How To Be a Gender Affirming Trans Ally
To be a trans ally, you must be gender affirming to the transgender and non-binary people in your life. And there are many ways to be gender affirming! This little guide will help you be a better trans ally by affirming the gender of the trans people in your life, first and foremost. [This post is brought to you by transmasculine non-binary person, Jess!]
Use their name and pronouns
Using your trans friend’s new name and pronouns is the most basic thing a trans ally can do. I’m lucky enough to feel comfortable using a name that most people have used all my life (Jess). But when someone does revive my deadname (a longer version of the nickname, Jess, you can probably guess it), it does throw me off guard.
(Note: A “deadname” refers to the name a transgender person was born with and no longer uses.)
Pronouns are also important. I’ve been using they/them pronouns for a few years now. I always remember the first time someone in my life used my new pronouns. When close friends and family first began embracing my new pronouns, it made me feel real. It was pivotal for my gender journey and self-confidence.
Reminders:
- Don’t use a trans person’s deadname or old pronouns even when talking about them in the past. It is gender affirming to use their new name and pronouns in reference to the past even before they transitioned.
- If you mistakenly use the wrong name or pronouns, don’t overly apologize. Quickly correct yourself by using their correct name and/or pronouns and move on.
Use gender affirming compliments
When complimenting how your trans friends look, think about how those compliments can be gender affirming.
My wife and I spent a weekend with our transmasculine non-binary friend and their girlfriend. Their girlfriend always called them a “king” when they looked great, and they visibly beamed from it.
When I tried on each piece of my wedding fit, I thought about getting my suit vest tailored to fit a little more snug. My friend said, “No, I don’t think you need it tailored. It fits more masculinizing this way.” And while I agreed, I worried that others would think the vest didn’t look good because it was slightly big. But this one little comment boosted my confidence and I felt very assured in my gender and in the way I looked.
Small comments that uplift your trans friends while being sensitive and assuring about their gender can make the world of a difference.
Check in with what language is gender affirming for your friend
Another way to be gender affirming is to check in with what your trans friends are comfortable with. This can be especially important in the beginning of their transition and gender journey.

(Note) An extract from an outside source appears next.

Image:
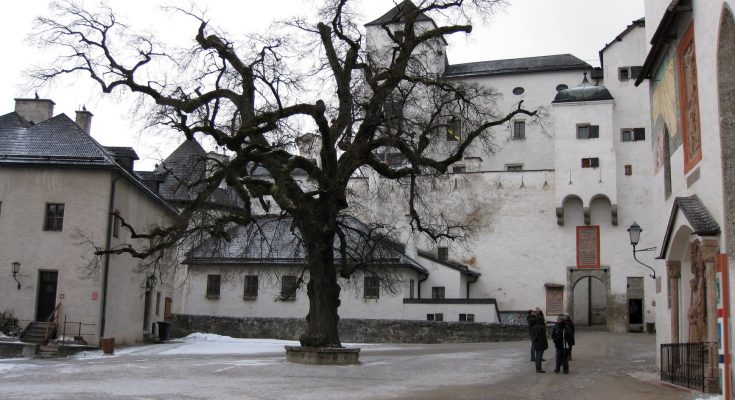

As trans people become more comfortable with their gender and gender expression, their pronouns, titles, and informal pet names can also change and adapt. Check-ins are great to keep up with this!
When I went through the hardest parts of figuring out my gender, I found check-in templates on Twitter. Trans and non-binary people I followed posted these templates with updates about what they were comfortable with. The check-ins help allies know what words to use for their friends, and in turn, they help trans people feel affirmed in their gender.
While trans people get comfortable within themselves, it’s likely that some words they used to be okay with now make them uncomfortable. Words and adjectives have very gendered meanings in society. That is not a trans person’s fault. They did not construct society’s perception of gender, but are subjected to it.
Trans men might not like to be described as “beautiful.” Trans women might not be okay with friends referring to them as “dude.” Checking in with your trans friends is a good idea to make sure you use words that are gender affirming.
Remember every trans person is different
Lastly, it’s important for trans allies to remember that all transgender people are different. There is no one right answer; there is no one single approach. Try your best to balance educating yourself (like reading this post!) and maintaining open conversations between your trans friends. That way, you’re getting a baseline for how to be gender affirming and allowing nuance for each trans person.
Remember that when a trans person shares their identity, their name, their pronouns, their transition, they are inviting you into their journey. It is an invitation for you to show up for them. How you move forward with their trans identity can make or break a relationship. Stay open, compassionate, and remind yourself to be gender affirming at any opportunity.